HEALTH Study finds how drinking alcohol influences collegians and elderly



States the police bulk sales report less binge drinking.
SCRIPPS HOWARD NEWS SERVICE
Older adults tend to drink less as they age and students tend to binge drink less when their campuses are in states where fewer adults over-imbibe, according to two new studies.
The first study, done by researchers at the Harvard School of Public Health and the federal Centers for Disease Control and Prevention, found that the rate of binge drinking among collegians was 32 percent lower in states with the lowest rates of adult bingeing compared to the 10 states where adult bingeing was most common.
And campus binge-drinking rates were 31 percent lower in seven states that had four or more laws targeting high-volume sales of alcohol vs. those that did not.
"A student who goes to school in a state with fewer adult binge drinkers is less likely to be a binge drinker," said Toben Nelson, a Harvard researcher who led the study published today in the American Journal of Public Health.
"The good news is that if more states and communities take relatively straightforward actions, such as laws that discourage high-volume sales, they could see fewer drinking problems on college campuses and their broader populations as well," Nelson added.
Binge drinking is defined as having five or more drinks in about a two-hour period for a male; or four or more drinks for a female.
Dr. Timothy Naimi, a member of the alcohol team on the CDC's National Center for Chronic Disease Prevention, said it's known that most alcohol purchases and consumption by college students occur off-campus. So, he added, "having programs to reduce binge drinking on college campuses in the absence of broad-based community interventions to do likewise is a bit like rearranging the deck chairs on the Titanic."
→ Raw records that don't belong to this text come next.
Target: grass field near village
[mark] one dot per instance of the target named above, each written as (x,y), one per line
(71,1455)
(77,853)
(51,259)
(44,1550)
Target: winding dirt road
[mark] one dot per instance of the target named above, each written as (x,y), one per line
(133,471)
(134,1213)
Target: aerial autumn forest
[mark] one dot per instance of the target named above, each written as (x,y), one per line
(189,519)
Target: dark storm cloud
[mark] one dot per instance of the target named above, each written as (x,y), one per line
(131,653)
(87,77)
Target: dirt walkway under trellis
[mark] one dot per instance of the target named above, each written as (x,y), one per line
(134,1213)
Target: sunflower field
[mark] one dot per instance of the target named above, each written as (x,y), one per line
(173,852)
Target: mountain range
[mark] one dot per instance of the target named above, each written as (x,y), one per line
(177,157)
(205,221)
The second study, also published in the American Journal of Public Health, suggested that people who are better educated and wealthier tend to be more comfortable continuing to drink as they age.
Three-decade survey
The study, led by Dr. Allison Moore, a professor of geriatrics at the University of California-Los Angeles, found what doctors and the alcohol industry have long thought to be true -- that people drink less alcohol as they age. The findings came from national health surveys done in the early 1970s and follow-ups done between 1982 and 1992.
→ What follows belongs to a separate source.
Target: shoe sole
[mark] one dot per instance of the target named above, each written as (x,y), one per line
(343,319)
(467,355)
Drinking among those who were born in earlier years showed a faster decline than among people born more recently, although still considered elderly.
For instance, those born in 1925 decreased their drinking an average of 11 percent for each decade of aging, while those born in 1935 reduced drinking by about 9 percent each decade.
White married males with better education and income, and who smoked, generally tended to drink more than others. There was a faster age-related decline among married males with less education, who smoked and who were born earlier.
Some people simply stop drinking as they age while others become too ill to drink alcohol. "Another reason people cut down is because they don't feel as good when they drink, or are told by their doctor or pharmacist not to drink while taking a particular medication," Dr. Moore said.
The culture of drinking may have changed over time, with people of a certain generation tending to drink more. "My parents had cocktail hour," Dr. Moore said. "We don't have that anymore."
Also, later-born generations of seniors are healthier and more accustomed to better health care, so they may feel safer in drinking more as they age. "I think people in general are healthier than they used to be," Dr. Moore said. "They're drinking for longer periods because they are healthier."